3 Replies Latest reply on May 27, 2009 5:03 AM by timfox

    Behavior with selector and fullSize cache

    mclu

      Hi!

      I am using one of the latest versions of the 1_4 branch

      We are using one queue where multiple bridges/clients consume/transport messages using a selector.

      Try to visualize it: :-)
      Queue A
      Bridge X fetch messages with selector destnode=X
      Bridge Y fetch messages with selector destnode=Y
      Bridge Z fetch messages with selector destnode=Z

      The business logic always create one message per destinationnode with the header property destnode set to X,Y or Z
      The messages in the queue are added in a sequence like:
      a(x),a(y),a(z), b(x),b(y),b(z),....

      Our messages are really big. from 20k to 20 megabyte so we want to limit the fullSize from default 200000 to 100 or similar.

      What happens now if destination X is not reachable for a longer time. What implications does this fullSize setting have then.
      This means that all message with destination (x) can not be delivered for that offline time. The messages in the queue then should look like this

      a(X),b(x),c(x),....t(x),t(y),t(z)

      Lets say we set it to 100 and there are 120 (x) messages in the queue.
      If we now add 3 new messages for x,y and z, does this now mean that the y and z message is not cached in the memoryqueue. Are those messages then delivered? And if so is each message then fetched from the database?

      to summarize:
      What happens is I use a selector and set the fulSize setting to a very low value.

      THX for a short explanation!




        • 1. Re: Behavior with selector and fullSize cache
          gaohoward

          Hi,

          Using fullSize you can limit the max number of messages in memory of a queue. If the queue's messages (not delivered) reaches fullSize, any more messages that are routed to the queue will be 'paged' to DB. As messages in memory are delivered, more messages are 'fetched' from the DB into memory for delivery.

          So if you have 120 messages in queue while the fullSize is 100, 20 messages will be paged to DB.

          You also need to notice that once Bridge X is deployed, it will always create a consumer X even the target X is not reachable for the moment.

          • 2. Re: Behavior with selector and fullSize cache
            mclu

            Hi !

            Thx for explanation. But this basics I know already.

            I did the test with a limit of 50 and added a lot of messages for x y and z to my queue. I also undeployed all bridges.

            Then I deploy bridge x. All messages in the memory which contains the header property destination=x are bridged then. Some messages are reloaded but after a short time the memory queue contains only messages for y and z. The messages which are paged to db for x are NOT delivered.
            If I then deploy Bridge Y some messages of Y and (because of reload) some X are bridged. Then the Queue stopped again because only Z messages are in the memory queue.
            If I deploy Z the queue is completely bridged to all destinations.

            This behaviour of course makes sense! Paged messages are somehow invisible for the JMS system.
            But I think there should be a section in the bridge documentation (user guide) or somewhere else which points to this behaviour.
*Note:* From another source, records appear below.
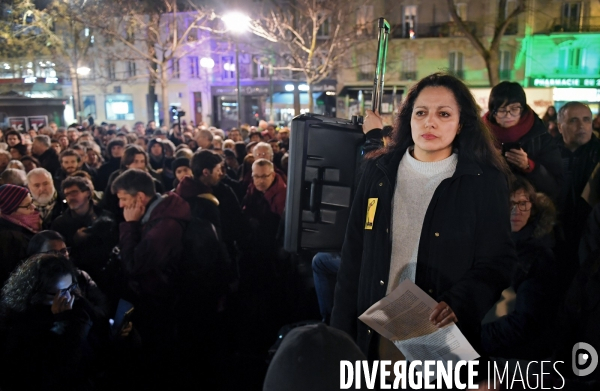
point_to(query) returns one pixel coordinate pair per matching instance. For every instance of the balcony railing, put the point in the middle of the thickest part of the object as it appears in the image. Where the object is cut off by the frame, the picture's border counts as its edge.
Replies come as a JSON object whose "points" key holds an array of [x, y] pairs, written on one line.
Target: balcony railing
{"points": [[583, 25], [434, 30], [409, 75]]}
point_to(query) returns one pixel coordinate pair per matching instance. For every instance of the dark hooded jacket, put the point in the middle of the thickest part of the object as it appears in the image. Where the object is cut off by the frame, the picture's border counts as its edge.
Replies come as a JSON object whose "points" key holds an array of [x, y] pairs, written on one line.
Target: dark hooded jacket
{"points": [[151, 248], [465, 251], [523, 333], [104, 172], [14, 240], [49, 160]]}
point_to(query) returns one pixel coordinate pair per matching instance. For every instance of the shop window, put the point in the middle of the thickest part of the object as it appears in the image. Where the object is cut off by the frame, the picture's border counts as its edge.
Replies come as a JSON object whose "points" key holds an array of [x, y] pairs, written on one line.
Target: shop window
{"points": [[119, 107]]}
Otherwise users maybe wonder why the queue "stops".

            I my case I think I have to create onle queue per destination. Otherwise I can not prevent memory problems if one or more destinations are not reachable.

            • 3. Re: Behavior with selector and fullSize cache
              timfox

              Yes selectors do not work well with paged messages.

              To implement it otherwise would be difficult - we'd have to scan the entire file store for matching messages every time a consumer is added.

              If you find yourself needing functionality like this, then it sounds like you need a database not a messaging system!

              Databases are designed to do exactly this kind of thing: Large tables of data which can't all fit in memory and "select" subsets of rows matching a criteria.

              Messaging systems support this kind of functionality to some extent, but it is not their primary purpose!